The reality is that humans are born male or female. At birth we don’t “assign” sex to a child arbitrarily, as the analysis of this bill implies. We recognize the child’s sex – it is a physical reality. But in the world of this bill, that reality doesn’t matter. Like Cinderella in a fantasy world, a person may choose or change his sex, saying, “I can be whatever I want to be.”  

The bill has passed the Assembly and is moving toward passage in the Senate.

Let’s pretend there is no First Amendment.

SB 323 would punish non-profit groups – including “non-profit educational institutions” by taking away tax-exemptions if they “discriminate” on the basis of “gender identity” or “sexual orientation.” That means penalizing groups that uphold God’s design for sexuality, marriage and family.

The measure specifically lists groups like Boy Scouts and Cub Scouts, and it’s clear that the measure was designed to punish the Scouts and other groups that have Christian views about marriage and sexuality.  The bill would also impact faith-based schools.

Forget the First Amendment, with its guarantees of free speech, religion and assembly.  This bill has passed the Senate and is making its way through the Assembly.

Let’s pretend same-sex couples can get pregnant.

AB 460 is a bill in the California legislature that requires insurance companies, if they offer coverage for infertility, to provide it “without discrimination on the basis of age, ancestry, color, disability, domestic partner status, gender, gender expression, gender identity, genetic information, marital status, national origin, race, religion, sex, or sexual orientation.”

While the inclusion of “age” could also be a problem, it’s with the inclusion of “sexual orientation” that this piece of legislation enters the realm of unreality.

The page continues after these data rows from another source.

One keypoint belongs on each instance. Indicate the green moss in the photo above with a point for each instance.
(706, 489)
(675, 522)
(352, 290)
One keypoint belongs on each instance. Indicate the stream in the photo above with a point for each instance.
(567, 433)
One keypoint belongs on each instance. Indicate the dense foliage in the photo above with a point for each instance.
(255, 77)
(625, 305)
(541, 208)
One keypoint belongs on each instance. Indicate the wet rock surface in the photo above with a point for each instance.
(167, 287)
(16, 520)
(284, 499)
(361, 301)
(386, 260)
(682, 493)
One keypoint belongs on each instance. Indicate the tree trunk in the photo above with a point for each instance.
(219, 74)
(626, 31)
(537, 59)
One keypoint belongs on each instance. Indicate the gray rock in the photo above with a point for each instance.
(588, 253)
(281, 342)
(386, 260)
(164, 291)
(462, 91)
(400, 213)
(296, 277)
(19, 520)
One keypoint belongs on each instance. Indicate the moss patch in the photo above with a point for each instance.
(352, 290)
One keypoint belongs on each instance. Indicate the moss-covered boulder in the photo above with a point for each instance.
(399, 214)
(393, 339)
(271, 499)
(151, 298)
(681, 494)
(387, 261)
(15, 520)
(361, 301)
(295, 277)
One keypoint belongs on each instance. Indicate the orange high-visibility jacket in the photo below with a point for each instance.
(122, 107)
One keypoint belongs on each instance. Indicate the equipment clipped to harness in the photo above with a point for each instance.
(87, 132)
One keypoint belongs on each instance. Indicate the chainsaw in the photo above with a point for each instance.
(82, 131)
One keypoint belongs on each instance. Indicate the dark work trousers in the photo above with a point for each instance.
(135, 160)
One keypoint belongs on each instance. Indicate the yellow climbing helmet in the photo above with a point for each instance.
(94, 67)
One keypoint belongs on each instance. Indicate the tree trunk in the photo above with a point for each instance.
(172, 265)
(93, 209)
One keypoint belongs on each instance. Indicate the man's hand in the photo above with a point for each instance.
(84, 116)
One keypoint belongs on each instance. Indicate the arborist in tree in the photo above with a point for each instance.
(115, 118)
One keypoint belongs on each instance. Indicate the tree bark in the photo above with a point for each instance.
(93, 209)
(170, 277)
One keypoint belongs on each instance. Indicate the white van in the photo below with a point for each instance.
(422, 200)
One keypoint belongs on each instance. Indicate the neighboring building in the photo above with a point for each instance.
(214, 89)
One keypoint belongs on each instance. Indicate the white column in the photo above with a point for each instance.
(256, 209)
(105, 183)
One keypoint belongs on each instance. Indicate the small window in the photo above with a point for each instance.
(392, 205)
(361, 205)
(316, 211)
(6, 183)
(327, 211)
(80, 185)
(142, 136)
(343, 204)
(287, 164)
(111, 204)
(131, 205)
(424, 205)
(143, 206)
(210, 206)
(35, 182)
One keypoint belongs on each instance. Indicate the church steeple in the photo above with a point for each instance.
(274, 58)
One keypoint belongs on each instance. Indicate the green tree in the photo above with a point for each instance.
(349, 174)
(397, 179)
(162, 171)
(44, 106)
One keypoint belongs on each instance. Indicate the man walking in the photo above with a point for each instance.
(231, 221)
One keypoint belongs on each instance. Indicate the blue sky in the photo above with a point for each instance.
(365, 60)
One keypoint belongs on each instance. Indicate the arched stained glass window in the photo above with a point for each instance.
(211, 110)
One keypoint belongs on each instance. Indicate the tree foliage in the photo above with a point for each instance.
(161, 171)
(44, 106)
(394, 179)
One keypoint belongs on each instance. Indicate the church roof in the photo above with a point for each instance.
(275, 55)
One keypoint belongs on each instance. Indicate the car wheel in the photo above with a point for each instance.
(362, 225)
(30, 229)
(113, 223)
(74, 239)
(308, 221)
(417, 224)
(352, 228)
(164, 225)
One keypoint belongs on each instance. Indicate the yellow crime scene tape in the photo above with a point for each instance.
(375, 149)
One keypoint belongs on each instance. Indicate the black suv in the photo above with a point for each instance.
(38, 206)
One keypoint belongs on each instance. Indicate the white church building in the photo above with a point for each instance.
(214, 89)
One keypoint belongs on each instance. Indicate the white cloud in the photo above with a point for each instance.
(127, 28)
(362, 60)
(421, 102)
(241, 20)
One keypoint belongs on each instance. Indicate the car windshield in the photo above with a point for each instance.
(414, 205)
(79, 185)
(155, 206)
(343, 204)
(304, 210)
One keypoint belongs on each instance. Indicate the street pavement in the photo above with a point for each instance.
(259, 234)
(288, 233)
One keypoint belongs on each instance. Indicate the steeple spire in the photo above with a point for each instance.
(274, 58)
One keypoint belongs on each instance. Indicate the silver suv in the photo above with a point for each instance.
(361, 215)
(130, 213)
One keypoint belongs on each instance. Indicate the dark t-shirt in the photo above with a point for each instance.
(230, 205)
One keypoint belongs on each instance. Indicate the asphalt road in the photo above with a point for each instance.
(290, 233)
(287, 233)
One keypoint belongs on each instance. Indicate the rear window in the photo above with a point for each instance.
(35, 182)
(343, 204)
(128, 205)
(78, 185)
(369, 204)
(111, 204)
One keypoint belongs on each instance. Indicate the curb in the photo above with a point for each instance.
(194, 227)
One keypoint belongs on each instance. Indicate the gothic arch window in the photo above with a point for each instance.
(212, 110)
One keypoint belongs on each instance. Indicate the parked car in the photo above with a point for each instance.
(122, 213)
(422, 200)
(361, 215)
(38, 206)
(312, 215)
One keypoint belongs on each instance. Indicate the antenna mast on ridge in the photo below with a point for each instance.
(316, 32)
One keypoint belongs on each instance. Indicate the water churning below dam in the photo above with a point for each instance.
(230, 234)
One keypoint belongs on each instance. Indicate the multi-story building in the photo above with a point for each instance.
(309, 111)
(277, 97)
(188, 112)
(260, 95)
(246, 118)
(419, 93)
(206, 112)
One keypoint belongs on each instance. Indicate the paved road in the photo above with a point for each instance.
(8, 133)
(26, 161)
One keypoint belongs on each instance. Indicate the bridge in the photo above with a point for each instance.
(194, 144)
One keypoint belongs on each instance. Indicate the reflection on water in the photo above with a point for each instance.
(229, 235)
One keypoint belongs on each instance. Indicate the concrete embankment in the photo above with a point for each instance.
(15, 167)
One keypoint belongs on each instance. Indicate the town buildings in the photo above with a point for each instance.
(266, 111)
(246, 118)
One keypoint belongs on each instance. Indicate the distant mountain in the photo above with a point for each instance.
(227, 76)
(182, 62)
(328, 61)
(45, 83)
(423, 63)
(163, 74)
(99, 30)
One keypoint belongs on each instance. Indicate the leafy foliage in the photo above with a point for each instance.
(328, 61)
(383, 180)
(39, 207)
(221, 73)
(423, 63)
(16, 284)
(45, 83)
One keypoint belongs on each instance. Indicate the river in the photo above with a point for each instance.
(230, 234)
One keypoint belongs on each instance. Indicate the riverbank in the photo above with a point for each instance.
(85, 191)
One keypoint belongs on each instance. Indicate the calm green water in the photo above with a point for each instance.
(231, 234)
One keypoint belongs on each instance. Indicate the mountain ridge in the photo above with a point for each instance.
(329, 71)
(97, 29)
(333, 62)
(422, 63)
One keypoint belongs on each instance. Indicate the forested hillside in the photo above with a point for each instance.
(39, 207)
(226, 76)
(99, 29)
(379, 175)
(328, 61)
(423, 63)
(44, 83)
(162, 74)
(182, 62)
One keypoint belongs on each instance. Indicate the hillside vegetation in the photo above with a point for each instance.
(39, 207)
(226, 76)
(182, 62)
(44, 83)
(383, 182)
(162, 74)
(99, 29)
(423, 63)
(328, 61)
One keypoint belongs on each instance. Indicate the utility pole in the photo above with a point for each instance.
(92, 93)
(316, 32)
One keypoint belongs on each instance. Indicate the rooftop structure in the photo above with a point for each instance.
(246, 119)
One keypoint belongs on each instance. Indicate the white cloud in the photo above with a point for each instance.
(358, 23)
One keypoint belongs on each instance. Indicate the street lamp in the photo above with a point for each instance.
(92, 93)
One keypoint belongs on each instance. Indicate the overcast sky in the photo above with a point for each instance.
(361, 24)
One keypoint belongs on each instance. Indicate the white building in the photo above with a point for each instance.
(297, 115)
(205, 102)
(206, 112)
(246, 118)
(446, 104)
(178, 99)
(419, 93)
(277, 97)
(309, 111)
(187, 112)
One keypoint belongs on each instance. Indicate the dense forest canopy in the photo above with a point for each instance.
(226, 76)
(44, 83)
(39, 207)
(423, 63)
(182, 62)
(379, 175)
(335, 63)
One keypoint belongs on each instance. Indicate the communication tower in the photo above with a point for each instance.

The bill defines infertility two ways: it is the presence of a recognized condition or it is the inability to conceive after one year of regular sexual relations without contraception. So if a same-sex couple doesn’t get pregnant after a year of sexual relations, they would be eligible for insurance-paid fertility treatment.

The analysis provided by the assembly notes that insurance companies typically treat a couple as a “unit” when dealing with infertility. Perhaps that’s because the laws of nature and nature’s God decided that for the purposes of procreation, a man and a woman are required. As Robert P. George writes, our bodies are complete when it comes to all other biological functions, such as breathing and digestion, “But individual adults are naturally incomplete with respect to one biological function: sexual reproduction.”

Same-sex sexual activity is of a different kind than male-female sex, but the California Legislature chooses to ignore reality. The bill has already passed the Assembly and is moving forward in the Senate.